Mais où se passe l’EVRAS?

Un grand plan d’une école est affiché sur le mur de la salle qui nous accueille: classes de cours, wc, salle de gymnastique, vestiaire, salle des professeurs, cour de récréation, bureau de la direction, du secrétariat mais aussi les abords de l’école. Chaque participant va apposer une gommette sur un lieu précis, celui-là même où, à son avis, l’EVRAS se joue… Un peu partout des points multicolores apparaissent. Étonnant combien sans discours cette production est éloquente pour démontrer que l’EVRAS s’exporte dans tous les lieux, qu’elle est bien une notion complexe touchant les relations de chacun, élèves et élèves, élèves et professeurs (ou autres professionnels) mais aussi professeurs entre eux.Après cette mise en bouche, tambour battant, les participants sont invités à se rendre dans les ateliers.
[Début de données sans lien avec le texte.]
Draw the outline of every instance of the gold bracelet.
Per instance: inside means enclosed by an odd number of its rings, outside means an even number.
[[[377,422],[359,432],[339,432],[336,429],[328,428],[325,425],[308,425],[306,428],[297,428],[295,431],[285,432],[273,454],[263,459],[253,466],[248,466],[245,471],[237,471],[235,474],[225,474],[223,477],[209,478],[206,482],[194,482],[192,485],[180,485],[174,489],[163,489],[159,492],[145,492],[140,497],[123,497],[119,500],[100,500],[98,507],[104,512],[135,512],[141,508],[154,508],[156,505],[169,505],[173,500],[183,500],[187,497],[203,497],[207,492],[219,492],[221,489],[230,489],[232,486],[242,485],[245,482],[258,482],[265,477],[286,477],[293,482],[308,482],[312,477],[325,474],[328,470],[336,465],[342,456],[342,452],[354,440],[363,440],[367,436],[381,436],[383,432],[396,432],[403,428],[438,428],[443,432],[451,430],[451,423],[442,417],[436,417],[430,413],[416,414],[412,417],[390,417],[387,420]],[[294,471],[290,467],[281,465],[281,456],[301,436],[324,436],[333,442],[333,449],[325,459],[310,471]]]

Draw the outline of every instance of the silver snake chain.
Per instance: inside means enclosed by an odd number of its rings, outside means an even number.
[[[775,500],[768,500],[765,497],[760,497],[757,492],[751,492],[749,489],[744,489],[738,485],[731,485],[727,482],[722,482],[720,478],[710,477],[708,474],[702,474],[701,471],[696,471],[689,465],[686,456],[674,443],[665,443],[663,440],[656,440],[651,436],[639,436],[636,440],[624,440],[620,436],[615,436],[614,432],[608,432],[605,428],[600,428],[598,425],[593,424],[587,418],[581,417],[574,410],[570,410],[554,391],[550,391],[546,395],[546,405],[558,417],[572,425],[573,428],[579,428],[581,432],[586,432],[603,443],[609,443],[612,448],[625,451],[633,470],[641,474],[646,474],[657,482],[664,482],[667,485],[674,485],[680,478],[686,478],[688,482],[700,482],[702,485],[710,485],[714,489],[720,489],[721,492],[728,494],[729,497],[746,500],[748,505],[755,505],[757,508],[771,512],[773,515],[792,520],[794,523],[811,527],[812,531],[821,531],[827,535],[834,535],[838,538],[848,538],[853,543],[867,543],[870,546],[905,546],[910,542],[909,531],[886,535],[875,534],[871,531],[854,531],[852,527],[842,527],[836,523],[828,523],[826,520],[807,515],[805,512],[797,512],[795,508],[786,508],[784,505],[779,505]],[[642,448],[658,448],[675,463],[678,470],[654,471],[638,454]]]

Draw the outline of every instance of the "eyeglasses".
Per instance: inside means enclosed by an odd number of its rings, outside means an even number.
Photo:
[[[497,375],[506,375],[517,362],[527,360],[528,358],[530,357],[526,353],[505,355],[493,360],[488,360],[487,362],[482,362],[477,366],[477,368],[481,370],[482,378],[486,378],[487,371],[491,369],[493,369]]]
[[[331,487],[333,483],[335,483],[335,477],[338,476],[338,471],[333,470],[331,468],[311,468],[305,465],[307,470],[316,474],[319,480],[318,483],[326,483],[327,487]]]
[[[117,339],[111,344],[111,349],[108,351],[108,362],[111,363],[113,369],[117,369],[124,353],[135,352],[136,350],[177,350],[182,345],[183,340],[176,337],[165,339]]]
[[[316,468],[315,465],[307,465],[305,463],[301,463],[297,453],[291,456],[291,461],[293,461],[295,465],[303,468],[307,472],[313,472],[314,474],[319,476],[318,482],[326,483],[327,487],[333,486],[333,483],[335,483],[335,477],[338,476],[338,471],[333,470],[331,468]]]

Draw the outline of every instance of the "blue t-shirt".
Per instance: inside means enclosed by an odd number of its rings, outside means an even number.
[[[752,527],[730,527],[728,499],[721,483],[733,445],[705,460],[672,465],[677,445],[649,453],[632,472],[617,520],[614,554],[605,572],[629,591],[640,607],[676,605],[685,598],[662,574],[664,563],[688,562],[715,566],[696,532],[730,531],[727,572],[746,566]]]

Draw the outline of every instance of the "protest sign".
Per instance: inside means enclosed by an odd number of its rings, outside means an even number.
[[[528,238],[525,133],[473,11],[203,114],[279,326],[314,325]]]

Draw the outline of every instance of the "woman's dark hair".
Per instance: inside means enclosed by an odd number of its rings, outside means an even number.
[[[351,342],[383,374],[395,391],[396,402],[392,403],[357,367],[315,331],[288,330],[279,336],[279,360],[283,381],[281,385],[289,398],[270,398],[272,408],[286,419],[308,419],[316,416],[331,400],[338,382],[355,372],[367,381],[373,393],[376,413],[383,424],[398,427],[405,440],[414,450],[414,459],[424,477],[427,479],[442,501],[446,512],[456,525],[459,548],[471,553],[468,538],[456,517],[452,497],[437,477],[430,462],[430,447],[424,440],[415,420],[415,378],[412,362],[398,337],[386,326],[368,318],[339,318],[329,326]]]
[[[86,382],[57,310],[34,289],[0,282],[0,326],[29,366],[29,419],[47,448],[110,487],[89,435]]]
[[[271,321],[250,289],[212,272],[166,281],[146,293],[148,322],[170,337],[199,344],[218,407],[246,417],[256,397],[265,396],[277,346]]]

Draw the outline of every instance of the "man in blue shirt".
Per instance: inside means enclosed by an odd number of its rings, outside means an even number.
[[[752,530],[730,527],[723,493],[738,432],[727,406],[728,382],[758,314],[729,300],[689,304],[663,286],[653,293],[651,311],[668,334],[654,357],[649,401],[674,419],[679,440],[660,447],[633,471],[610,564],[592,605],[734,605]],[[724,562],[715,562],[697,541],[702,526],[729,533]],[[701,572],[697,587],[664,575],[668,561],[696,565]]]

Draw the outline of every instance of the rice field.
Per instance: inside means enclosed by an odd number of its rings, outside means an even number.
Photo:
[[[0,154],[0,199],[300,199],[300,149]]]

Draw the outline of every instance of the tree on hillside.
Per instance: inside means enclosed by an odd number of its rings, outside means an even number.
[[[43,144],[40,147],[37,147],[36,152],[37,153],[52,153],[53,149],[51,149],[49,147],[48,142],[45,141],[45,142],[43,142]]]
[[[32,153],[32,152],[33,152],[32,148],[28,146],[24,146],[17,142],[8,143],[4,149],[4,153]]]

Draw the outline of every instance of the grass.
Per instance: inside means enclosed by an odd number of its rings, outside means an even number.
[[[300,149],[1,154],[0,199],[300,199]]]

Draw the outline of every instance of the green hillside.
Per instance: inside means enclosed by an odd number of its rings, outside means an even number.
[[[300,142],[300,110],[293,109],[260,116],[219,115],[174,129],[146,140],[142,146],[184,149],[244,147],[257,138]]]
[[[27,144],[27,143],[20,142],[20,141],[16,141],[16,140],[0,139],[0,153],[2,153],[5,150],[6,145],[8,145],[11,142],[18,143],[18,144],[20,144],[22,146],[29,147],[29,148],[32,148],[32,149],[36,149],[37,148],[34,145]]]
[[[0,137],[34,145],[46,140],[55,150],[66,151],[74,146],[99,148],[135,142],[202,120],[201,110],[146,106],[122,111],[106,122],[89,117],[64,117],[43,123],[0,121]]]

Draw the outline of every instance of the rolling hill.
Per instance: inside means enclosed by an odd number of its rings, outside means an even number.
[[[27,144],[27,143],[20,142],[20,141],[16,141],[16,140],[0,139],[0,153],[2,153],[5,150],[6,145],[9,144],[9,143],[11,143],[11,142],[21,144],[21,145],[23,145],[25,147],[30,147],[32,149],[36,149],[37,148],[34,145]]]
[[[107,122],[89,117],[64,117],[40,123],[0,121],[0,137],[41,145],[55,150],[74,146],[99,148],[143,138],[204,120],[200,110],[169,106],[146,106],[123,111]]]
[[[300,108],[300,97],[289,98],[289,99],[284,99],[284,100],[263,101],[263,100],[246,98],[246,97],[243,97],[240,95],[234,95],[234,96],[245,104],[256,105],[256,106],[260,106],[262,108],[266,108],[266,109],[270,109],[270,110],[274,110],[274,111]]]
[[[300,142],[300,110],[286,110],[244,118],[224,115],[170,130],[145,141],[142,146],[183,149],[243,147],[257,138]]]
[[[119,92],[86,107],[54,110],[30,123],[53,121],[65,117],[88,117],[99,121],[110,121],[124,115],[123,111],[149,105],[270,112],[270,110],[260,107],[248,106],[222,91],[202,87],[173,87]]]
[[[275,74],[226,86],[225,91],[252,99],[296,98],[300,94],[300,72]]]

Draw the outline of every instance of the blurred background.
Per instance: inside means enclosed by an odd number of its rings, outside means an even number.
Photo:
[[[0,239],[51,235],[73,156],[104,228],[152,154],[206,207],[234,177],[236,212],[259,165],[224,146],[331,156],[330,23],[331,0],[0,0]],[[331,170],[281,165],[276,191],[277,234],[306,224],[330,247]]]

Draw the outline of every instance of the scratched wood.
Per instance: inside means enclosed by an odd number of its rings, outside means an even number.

La mise en situation se prolonge; six lieux vont être passés au crible des constats et expériences des professionnels. On choisit deux ateliers qui dureront chacun une petite heure. Et oui, on bouge, on traverse des couloirs, on se mélange, on fait connaissance, après tout, expérimentons aussi le relationnel transversal! Pour ma part, je me dirige vers l’atelier ‘L’EVRAS dans les lieux informels au sein de l’école’.On se présente, l’atelier est intersectoriel; des professeurs (d’anglais, de français, de morale), une directrice de primaire, un directeur du secondaire, une secrétaire, une assistante sociale d’un PMS, une animatrice d’un planning, une psy d’un PMS, et encore d’autres.

Jusqu’où aller?

Très vite, les enseignants présents manifestent leur désarroi. Certains évoquent les systèmes mis en place, parfois connus par la direction mais non formalisés afin que les adolescents puissent se confier. Il peut s’agir d’un local dédié à cet effet sur le temps midi, d’une simple boîte mail… des formules qui correspondent aux besoins des ados.Et les enseignants de se dire désemparés devant la lourdeur de la tâche, de ce qu’il leur faut parfois accompagner. Bien sûr, chacun dans l’atelier est interpelé. Des questions fusent: où sont les personnes relais, les PMS, les plannings, les Services d’Aide à la Jeunesse pour les cas extrêmes? S’il semble que certains de ces relais soient aussi en difficulté (saturation des services ou difficulté de trouver des solutions), la question du champ des compétences des uns et des autres et de leurs limites reste un point sensible. Ainsi, un professeur, s’il est facilitateur pour libérer une parole, où pose-t-il ses limites? N’a-t-il pas un réel inconfort à mélanger l’intime, l’histoire du jeune et les exigences scolaires à son égard? Comment ne pas brouiller les messages? Les questions se bousculent et beaucoup s’accordent pour souligner l’importance de ne pas travailler seul et de poser un cadre clair et reconnu par tous.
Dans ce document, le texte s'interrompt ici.